Salmond J's statements of general principle were expressly approved by the Privy Council in Bosch v Perpetual Trustee Co Ltd,[34] and after this time were adopted by New Zealand judges as providing an authoritative general summary of the duty of the Court.[35] Thus, in Re Downing, Haslam J remarked that "in this country we prefer to put in the forefront the moral duty of a parent as it was emphasised by Salmond J in his celebrated judgments in Re Allen and in Welsh v Mulcock".[36]

Likewise, New Zealand courts adopted Salmond J's classification of cases in Re Allen.[37] In Re Sutton, the Court of Appeal had to decide on a claim by a widow for further provision in an estate where the de facto wife was a beneficiary under the will. Cooke J turned to the issue of principle to which the case gave rise. He found that the case was within the first of the two classes identified in "the classic words of Salmond J", and the Court on this basis divided the estate into two with one half going to the widow.[38] On the other hand, in Re Easton, the Court of Appeal faced an appeal by the daughters of the deceased against the provision made for them by the Supreme Court. The Court marginally increased the provision of one of the daughters and otherwise confirmed the provision. The Court noted that "the estate is an unusually large one by New Zealand standards, and falls squarely within the second class mentioned in the classic judgment of Salmond J".[39]

Salmond J's other body of influential family case law emerged out his interpretation of the new grounds for divorce contained in the Divorce and Matrimonial Causes Amendment Act 1920. Salmond would have been in tune with the thinking behind this legislation because amendments to the Act had been in train during the end of his time as Solicitor-General.[40] In Mason v Mason, Salmond J gave the judgment of the Court of Appeal granting a decree in terms of the new discretionary grounds. Salmond J described the policy underlying the new legislation which allowed either party, whether innocent or guilty, to petition for a divorce on the specified grounds: [41]

The policy underlying this legislation is that it is not conducive to the public interest that men and women should remain bound together in permanence by the bonds of a marriage the duties of which have long ceased to be observed by either party and the purposes of which have irremediably failed. Such a condition of marriage in law which is no marriage in fact leads only to immorality and unhappiness, and the Court has now been entrusted with a discretionary jurisdiction to put an end to it.

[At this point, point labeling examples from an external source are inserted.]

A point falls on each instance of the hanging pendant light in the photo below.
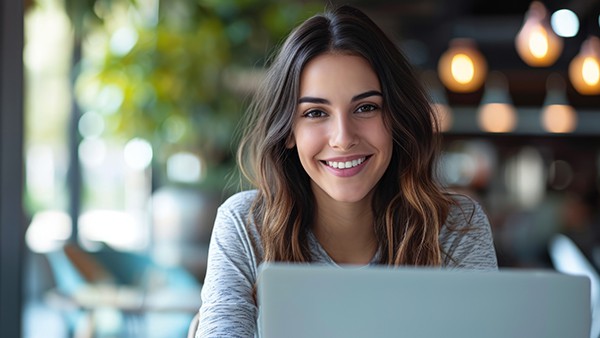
(496, 113)
(557, 115)
(584, 70)
(536, 42)
(462, 68)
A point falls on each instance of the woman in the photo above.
(341, 146)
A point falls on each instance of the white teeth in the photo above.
(347, 164)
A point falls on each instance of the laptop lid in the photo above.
(329, 301)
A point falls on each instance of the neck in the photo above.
(345, 231)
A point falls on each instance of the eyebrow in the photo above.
(318, 100)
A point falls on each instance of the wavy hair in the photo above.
(408, 204)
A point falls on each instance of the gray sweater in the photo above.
(235, 252)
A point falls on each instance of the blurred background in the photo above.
(130, 109)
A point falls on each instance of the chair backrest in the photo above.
(568, 258)
(194, 326)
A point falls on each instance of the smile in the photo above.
(346, 164)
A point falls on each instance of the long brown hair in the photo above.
(408, 204)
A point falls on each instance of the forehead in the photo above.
(332, 72)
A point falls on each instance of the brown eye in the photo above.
(315, 113)
(365, 108)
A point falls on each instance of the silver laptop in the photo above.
(327, 301)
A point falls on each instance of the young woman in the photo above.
(341, 145)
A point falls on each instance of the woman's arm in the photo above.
(228, 308)
(467, 239)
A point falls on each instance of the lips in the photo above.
(346, 164)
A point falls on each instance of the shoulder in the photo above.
(464, 211)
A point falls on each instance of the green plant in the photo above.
(164, 79)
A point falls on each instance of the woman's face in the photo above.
(338, 130)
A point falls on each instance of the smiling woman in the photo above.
(340, 145)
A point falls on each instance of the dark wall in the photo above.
(11, 166)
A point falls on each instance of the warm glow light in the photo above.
(584, 69)
(558, 118)
(536, 42)
(565, 23)
(590, 71)
(462, 68)
(497, 118)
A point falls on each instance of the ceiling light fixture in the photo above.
(536, 42)
(462, 68)
(584, 69)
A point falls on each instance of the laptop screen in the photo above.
(329, 301)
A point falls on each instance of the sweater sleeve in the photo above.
(467, 239)
(228, 308)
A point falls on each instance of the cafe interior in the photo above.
(130, 111)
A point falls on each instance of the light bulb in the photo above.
(536, 42)
(462, 68)
(584, 70)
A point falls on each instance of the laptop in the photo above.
(301, 300)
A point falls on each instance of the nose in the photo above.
(344, 133)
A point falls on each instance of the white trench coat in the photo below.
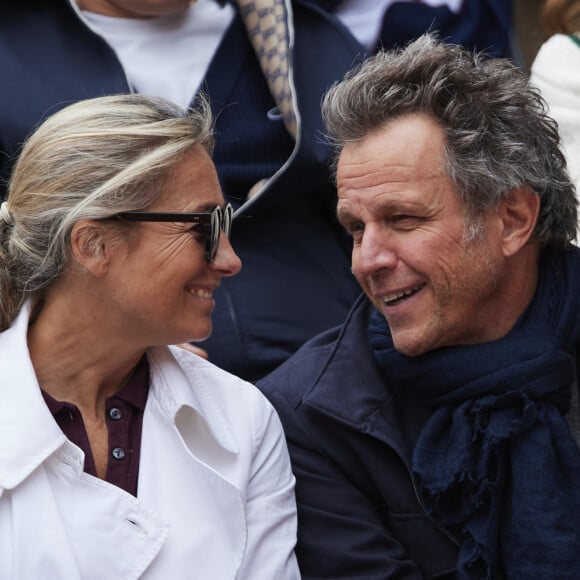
(215, 496)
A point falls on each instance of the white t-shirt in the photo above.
(364, 17)
(166, 56)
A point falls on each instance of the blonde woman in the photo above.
(121, 457)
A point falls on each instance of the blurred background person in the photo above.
(119, 456)
(556, 72)
(271, 162)
(476, 24)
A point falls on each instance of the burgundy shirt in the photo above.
(124, 412)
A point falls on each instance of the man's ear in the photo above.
(518, 214)
(91, 246)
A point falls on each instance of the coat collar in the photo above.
(350, 386)
(29, 433)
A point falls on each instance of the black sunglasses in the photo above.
(211, 223)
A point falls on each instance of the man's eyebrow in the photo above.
(343, 214)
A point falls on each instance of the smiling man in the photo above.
(432, 434)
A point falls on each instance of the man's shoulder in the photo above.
(297, 374)
(300, 373)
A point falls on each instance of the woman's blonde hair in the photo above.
(91, 160)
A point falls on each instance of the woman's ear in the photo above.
(519, 215)
(91, 246)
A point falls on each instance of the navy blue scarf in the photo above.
(496, 458)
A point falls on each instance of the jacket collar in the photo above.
(180, 379)
(29, 433)
(350, 386)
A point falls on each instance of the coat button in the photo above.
(118, 453)
(115, 413)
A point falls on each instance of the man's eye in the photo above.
(355, 228)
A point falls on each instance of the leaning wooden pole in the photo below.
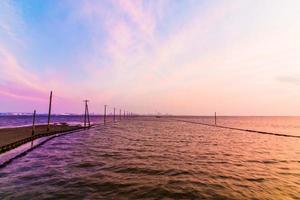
(215, 118)
(49, 112)
(114, 114)
(33, 124)
(104, 115)
(88, 114)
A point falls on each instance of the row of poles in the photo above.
(87, 122)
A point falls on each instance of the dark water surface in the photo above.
(154, 159)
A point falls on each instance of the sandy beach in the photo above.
(11, 135)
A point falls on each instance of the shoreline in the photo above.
(11, 138)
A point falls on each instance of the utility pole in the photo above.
(49, 112)
(104, 115)
(33, 123)
(215, 118)
(114, 114)
(86, 114)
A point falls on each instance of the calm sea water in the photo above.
(158, 158)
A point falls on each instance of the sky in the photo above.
(188, 57)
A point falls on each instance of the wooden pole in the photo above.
(215, 118)
(33, 123)
(49, 113)
(84, 114)
(114, 114)
(104, 115)
(88, 113)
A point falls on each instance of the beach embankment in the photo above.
(11, 138)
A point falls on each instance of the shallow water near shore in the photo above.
(154, 158)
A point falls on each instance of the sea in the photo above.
(160, 158)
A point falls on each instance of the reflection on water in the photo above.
(151, 159)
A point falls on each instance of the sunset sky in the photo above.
(178, 56)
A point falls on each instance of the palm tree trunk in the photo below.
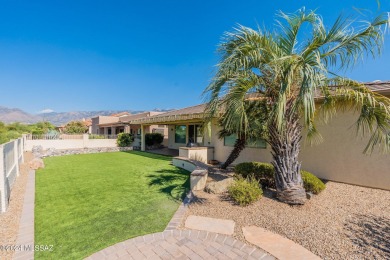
(239, 145)
(285, 144)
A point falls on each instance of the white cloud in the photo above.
(47, 110)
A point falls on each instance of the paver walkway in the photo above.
(220, 226)
(181, 244)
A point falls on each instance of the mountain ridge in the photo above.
(12, 115)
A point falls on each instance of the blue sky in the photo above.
(140, 55)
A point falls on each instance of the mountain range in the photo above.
(11, 115)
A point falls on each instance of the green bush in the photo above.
(245, 191)
(153, 139)
(92, 136)
(124, 139)
(265, 174)
(311, 183)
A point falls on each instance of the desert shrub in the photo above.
(311, 183)
(124, 139)
(75, 127)
(245, 191)
(265, 174)
(153, 139)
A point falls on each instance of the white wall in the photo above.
(71, 143)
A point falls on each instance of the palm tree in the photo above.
(289, 71)
(255, 113)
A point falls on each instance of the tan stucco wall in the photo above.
(171, 138)
(340, 157)
(71, 143)
(200, 154)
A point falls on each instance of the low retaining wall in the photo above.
(38, 151)
(199, 171)
(85, 142)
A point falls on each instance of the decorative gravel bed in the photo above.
(343, 222)
(9, 221)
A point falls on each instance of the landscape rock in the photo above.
(218, 187)
(36, 164)
(40, 153)
(309, 195)
(37, 151)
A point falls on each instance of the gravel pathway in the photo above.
(343, 222)
(9, 221)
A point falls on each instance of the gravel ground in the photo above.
(9, 221)
(343, 222)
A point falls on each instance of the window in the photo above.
(229, 140)
(255, 143)
(180, 134)
(195, 134)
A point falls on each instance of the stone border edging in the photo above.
(25, 238)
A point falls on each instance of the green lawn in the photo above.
(85, 203)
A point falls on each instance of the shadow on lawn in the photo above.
(368, 232)
(173, 182)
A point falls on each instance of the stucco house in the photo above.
(339, 158)
(122, 123)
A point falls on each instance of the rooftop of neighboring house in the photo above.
(125, 119)
(197, 112)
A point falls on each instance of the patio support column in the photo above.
(142, 138)
(127, 129)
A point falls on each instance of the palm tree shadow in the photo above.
(368, 232)
(175, 183)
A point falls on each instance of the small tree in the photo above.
(289, 72)
(75, 127)
(124, 139)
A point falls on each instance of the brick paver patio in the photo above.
(181, 244)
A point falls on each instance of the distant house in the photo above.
(340, 157)
(122, 123)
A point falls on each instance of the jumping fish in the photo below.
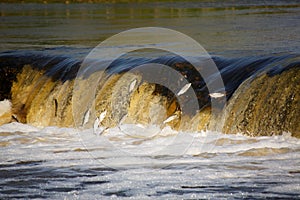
(86, 117)
(171, 118)
(184, 89)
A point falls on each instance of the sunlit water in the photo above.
(70, 163)
(56, 162)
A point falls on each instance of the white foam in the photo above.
(5, 106)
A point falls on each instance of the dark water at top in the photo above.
(222, 27)
(53, 163)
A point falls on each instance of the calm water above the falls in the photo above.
(66, 163)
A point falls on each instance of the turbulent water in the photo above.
(61, 163)
(254, 44)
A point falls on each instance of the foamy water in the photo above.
(145, 163)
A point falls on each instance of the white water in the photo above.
(145, 163)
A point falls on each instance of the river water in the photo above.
(73, 163)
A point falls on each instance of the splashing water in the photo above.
(56, 162)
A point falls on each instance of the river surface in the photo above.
(74, 163)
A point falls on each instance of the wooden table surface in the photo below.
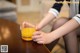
(10, 35)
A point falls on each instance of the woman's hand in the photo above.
(42, 38)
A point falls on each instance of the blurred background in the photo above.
(33, 11)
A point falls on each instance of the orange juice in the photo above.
(27, 33)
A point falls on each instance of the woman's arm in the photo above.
(52, 14)
(66, 28)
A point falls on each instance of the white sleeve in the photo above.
(54, 12)
(77, 18)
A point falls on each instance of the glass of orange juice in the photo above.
(27, 33)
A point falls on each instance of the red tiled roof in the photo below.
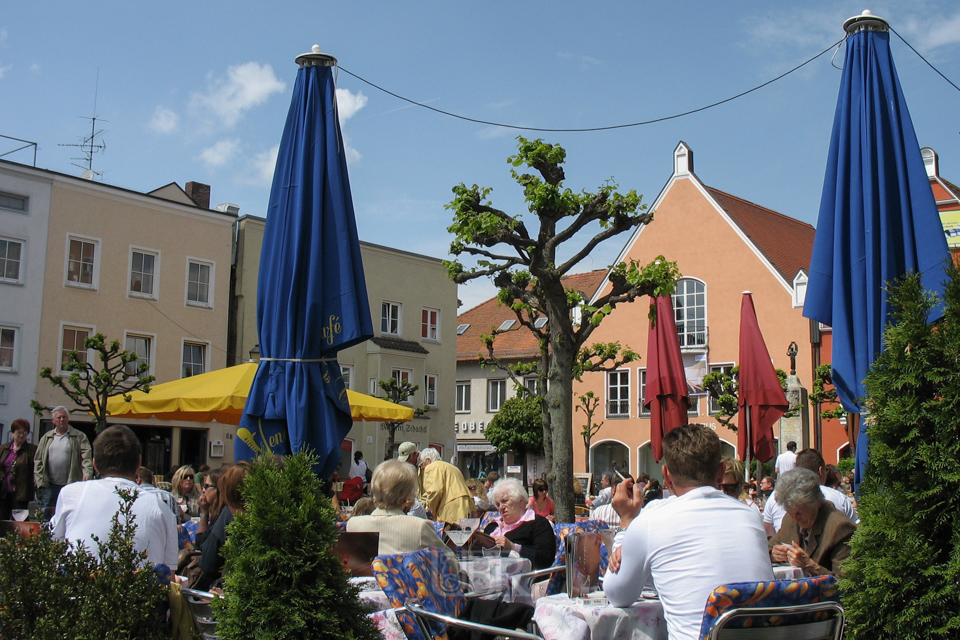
(786, 242)
(519, 342)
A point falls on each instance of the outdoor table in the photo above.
(492, 572)
(787, 572)
(561, 618)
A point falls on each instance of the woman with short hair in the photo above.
(16, 470)
(184, 489)
(518, 528)
(540, 502)
(393, 487)
(814, 535)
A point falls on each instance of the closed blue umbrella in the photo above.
(311, 297)
(878, 218)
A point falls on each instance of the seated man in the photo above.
(86, 509)
(690, 543)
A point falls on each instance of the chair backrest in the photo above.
(767, 605)
(561, 531)
(423, 575)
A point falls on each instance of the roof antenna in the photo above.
(89, 145)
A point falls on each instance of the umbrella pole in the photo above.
(748, 443)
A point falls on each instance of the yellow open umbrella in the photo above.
(220, 395)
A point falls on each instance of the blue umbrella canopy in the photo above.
(878, 218)
(311, 297)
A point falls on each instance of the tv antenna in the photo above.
(90, 145)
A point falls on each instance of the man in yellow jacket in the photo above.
(445, 491)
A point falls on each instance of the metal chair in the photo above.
(805, 609)
(427, 596)
(202, 612)
(813, 621)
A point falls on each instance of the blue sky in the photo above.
(199, 91)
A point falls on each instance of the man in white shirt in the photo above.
(690, 543)
(358, 468)
(810, 459)
(86, 509)
(786, 460)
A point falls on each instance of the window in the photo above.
(690, 308)
(532, 383)
(430, 324)
(463, 396)
(10, 256)
(143, 273)
(390, 318)
(12, 201)
(82, 268)
(194, 359)
(430, 389)
(72, 339)
(346, 372)
(8, 349)
(643, 393)
(496, 394)
(712, 406)
(199, 283)
(618, 394)
(140, 345)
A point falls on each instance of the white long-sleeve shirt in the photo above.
(86, 509)
(687, 546)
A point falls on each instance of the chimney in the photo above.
(199, 193)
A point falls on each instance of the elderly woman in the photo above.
(16, 469)
(814, 535)
(518, 528)
(394, 486)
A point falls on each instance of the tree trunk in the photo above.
(559, 401)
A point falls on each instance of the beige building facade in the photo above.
(413, 306)
(150, 270)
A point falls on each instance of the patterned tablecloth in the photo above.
(561, 618)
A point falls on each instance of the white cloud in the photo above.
(353, 156)
(931, 34)
(349, 103)
(585, 62)
(164, 120)
(264, 164)
(220, 153)
(244, 87)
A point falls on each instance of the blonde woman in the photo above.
(185, 490)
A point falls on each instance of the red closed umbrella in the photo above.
(666, 395)
(760, 396)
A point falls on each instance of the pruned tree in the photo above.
(528, 265)
(517, 428)
(398, 391)
(589, 402)
(89, 385)
(723, 388)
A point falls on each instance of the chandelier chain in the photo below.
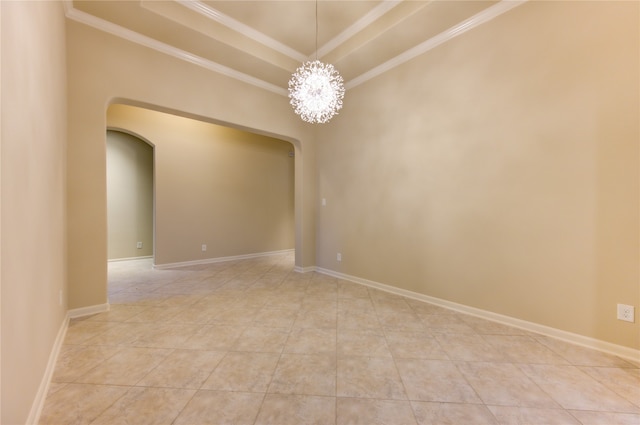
(316, 89)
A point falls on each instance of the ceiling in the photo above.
(263, 42)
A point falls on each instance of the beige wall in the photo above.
(129, 196)
(105, 69)
(33, 197)
(499, 170)
(229, 189)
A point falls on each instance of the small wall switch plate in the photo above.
(626, 313)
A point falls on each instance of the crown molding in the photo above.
(237, 26)
(119, 31)
(480, 18)
(375, 14)
(466, 25)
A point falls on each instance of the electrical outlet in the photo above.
(626, 313)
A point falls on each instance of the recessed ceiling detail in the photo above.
(263, 42)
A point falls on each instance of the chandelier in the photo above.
(316, 89)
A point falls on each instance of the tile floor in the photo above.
(253, 342)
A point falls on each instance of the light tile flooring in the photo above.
(253, 342)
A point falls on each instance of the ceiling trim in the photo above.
(143, 40)
(480, 18)
(464, 26)
(358, 26)
(229, 22)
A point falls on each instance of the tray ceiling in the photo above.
(263, 42)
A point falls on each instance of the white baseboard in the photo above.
(142, 257)
(43, 389)
(41, 396)
(221, 259)
(299, 269)
(87, 311)
(596, 344)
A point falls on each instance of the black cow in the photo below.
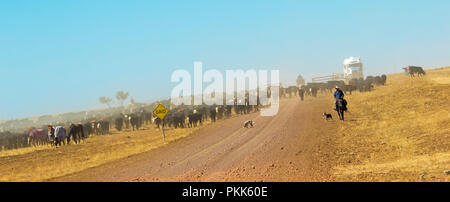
(76, 132)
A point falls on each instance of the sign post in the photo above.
(161, 112)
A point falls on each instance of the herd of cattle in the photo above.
(180, 117)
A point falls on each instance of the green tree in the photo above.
(121, 96)
(105, 100)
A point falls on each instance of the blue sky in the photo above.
(60, 56)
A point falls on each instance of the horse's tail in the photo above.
(82, 131)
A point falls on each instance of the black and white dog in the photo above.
(249, 123)
(327, 116)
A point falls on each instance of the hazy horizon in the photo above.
(61, 56)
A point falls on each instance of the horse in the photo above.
(57, 135)
(341, 107)
(76, 132)
(37, 137)
(413, 70)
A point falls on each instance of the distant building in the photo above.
(353, 68)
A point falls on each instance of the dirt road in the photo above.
(295, 145)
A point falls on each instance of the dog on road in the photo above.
(327, 116)
(249, 123)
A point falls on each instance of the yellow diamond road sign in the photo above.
(161, 111)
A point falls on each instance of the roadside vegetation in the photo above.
(398, 132)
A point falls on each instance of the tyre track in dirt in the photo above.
(225, 151)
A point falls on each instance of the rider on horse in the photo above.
(338, 95)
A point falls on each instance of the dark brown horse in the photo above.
(76, 131)
(341, 107)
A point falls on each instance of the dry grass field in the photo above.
(398, 132)
(44, 162)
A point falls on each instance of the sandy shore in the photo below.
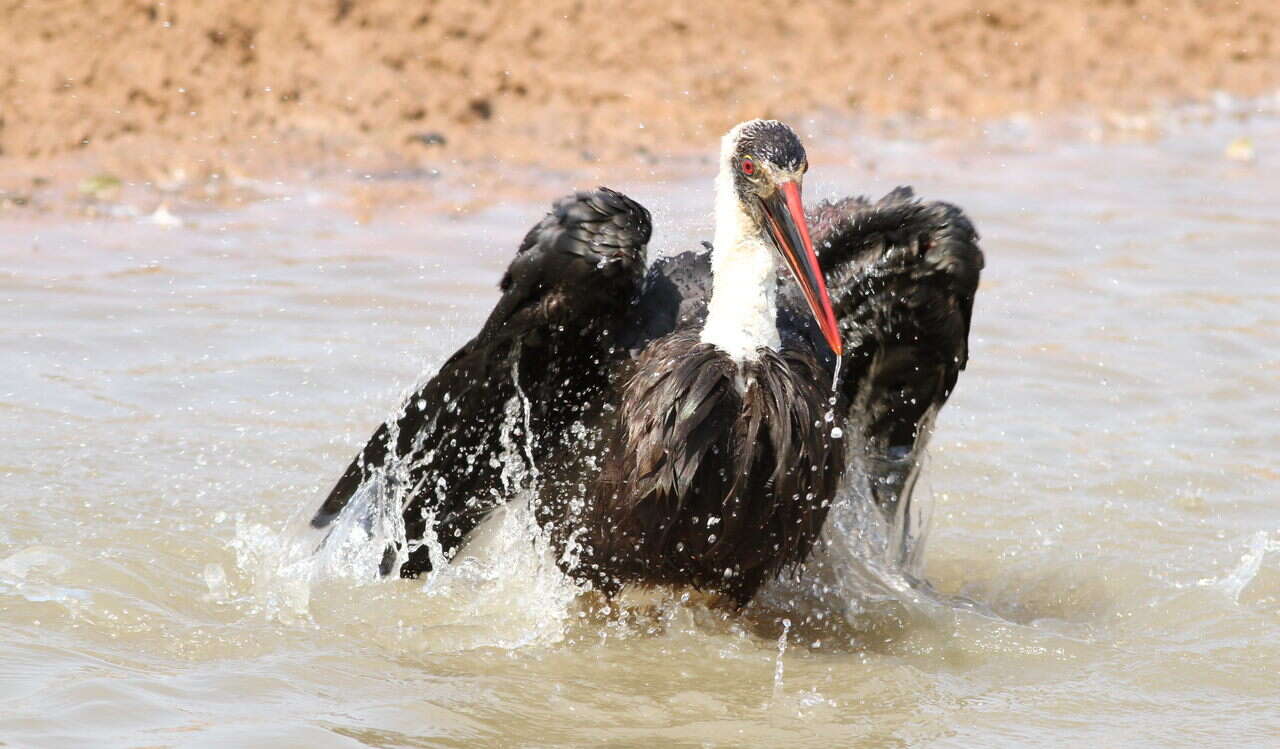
(149, 90)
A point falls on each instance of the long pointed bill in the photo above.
(785, 217)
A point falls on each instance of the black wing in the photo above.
(462, 441)
(903, 277)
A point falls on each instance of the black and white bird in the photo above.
(682, 424)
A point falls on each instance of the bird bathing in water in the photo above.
(679, 423)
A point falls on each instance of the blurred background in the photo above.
(177, 91)
(234, 234)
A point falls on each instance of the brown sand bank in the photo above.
(567, 81)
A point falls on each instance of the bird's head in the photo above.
(767, 163)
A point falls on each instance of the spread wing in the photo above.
(903, 275)
(461, 444)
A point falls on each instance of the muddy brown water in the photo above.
(1104, 484)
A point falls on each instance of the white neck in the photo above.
(741, 315)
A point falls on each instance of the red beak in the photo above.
(785, 215)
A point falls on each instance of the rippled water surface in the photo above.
(1105, 484)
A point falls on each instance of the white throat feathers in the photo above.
(741, 315)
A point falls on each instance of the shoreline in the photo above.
(124, 185)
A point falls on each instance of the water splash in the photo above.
(1234, 583)
(777, 663)
(501, 589)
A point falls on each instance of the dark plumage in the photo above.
(565, 297)
(661, 460)
(716, 476)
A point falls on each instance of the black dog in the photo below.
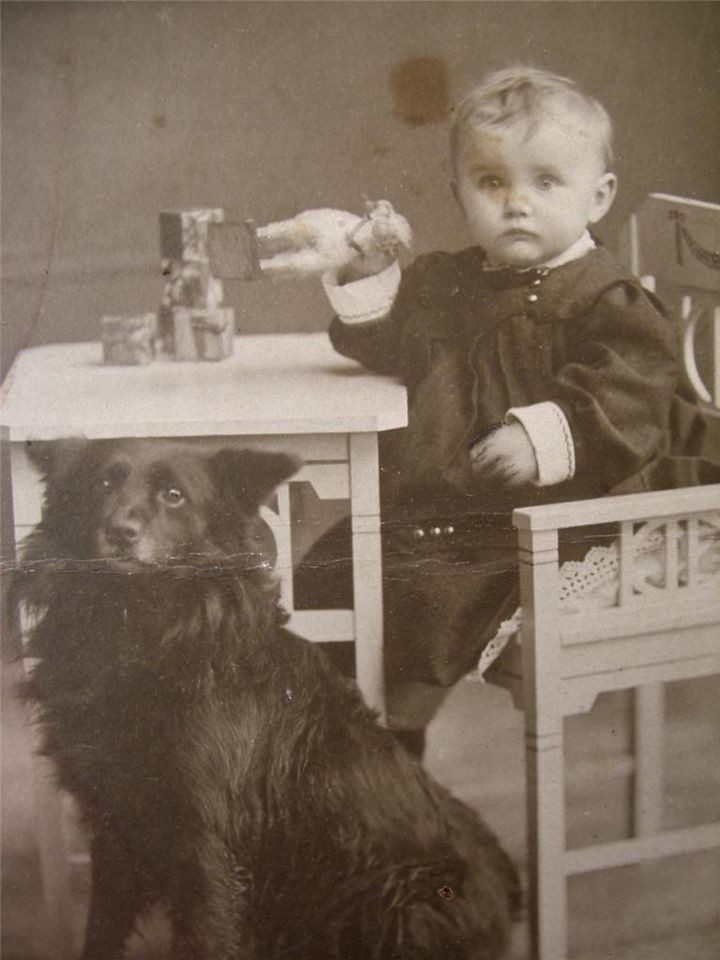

Salmond J's judgment prompted Parliament to pass an amendment which took away the Court's discretion to grant a contested divorce to the party who had caused the separation.[42] However, the principles which Salmond J enunciated proved to have a more enduring influence. Over 40 years later, in the context of more flexible legislation, Wilson J was faced with a petition for divorce where the parties' separation was due to the conduct of the petitioner. Wilson J stated that "the principles upon which the Court should now exercise its discretion in a case such as this should be the same principles as those which were enunciated by [Salmond J]".[43]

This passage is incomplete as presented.